In the five years I have been covering video games professionally there's one thing a video game company had never asked me to do until Activision did last week: Play their new game in four-player split screen.
We might as well have been back in 1997 playing GoldenEye or something at Activision's PAX-week event in Seattle last week.
Twenty-first-century gaming publicity events just don't involve four-player split screen matches of anything. Companies prefer to link TVs together to allow multi-screen multiplayer. Or they network the console on which they are showing a game to an online match linked back to the game's development studio or testing team.
I was stunned, then, when an Activision representative actually invited me to step out of the company's game-filled party and into another demo room to try Blur's four-player split screen.
It's notable that Blur even has four-player split screen to offer. What once was common is now rare. This month's high-end EA racer, Need For Speed Shift, doesn't have split screen, nor did that publisher's 2008 aggressively online-focused racing game Burnout Paradise. Next month's Forza 3 has only two-player split screen.

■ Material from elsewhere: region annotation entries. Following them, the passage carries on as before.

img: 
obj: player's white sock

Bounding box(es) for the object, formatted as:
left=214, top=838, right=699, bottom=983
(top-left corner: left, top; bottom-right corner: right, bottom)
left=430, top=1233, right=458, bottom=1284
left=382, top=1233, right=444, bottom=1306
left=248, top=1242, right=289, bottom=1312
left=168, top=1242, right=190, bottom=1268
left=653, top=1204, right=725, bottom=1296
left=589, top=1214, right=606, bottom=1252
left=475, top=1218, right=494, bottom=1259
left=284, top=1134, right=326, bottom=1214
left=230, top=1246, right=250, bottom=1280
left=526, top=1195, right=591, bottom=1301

We live in an age of online multiplayer. Screens just don't get split as much as they used to, not for racing games, among other genres. Some might argue that online multiplayer is superior. It gives each player a full screen's view. It causes no one to squint.

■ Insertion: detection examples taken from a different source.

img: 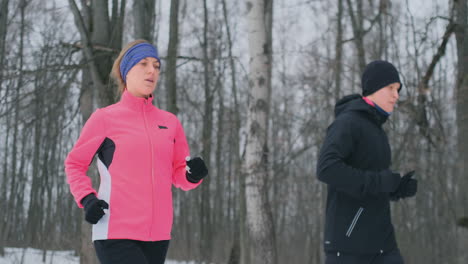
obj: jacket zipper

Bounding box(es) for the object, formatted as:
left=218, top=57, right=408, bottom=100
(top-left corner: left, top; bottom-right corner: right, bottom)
left=346, top=207, right=364, bottom=237
left=143, top=99, right=155, bottom=240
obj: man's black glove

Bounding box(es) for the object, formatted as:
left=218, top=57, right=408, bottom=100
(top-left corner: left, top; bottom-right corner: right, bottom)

At the Seattle event, four-player split screen didn't feel like a superior option when I went up to hotel suite where a big TV was waiting. Only three of us were in the room: Me and two Activision employees. We considered asking the guy who came in to re-stock the hotel bar to join as Player 4, before deciding to call for a fourth, summoning them up from the party downstairs where Blur was being played over a two-TV LAN connection. Then Joystiq showed up. They'd do.
Blur has other attributes Activision and Bizarre are probably more interested in reporters discussing: The game's social-networking-influenced campaign; its Mario Kart style power-ups; and other details we've covered.
But this four-player split screen multiplayer mode? What's old is novel again. We had fun, even if this isn't the cool way anymore.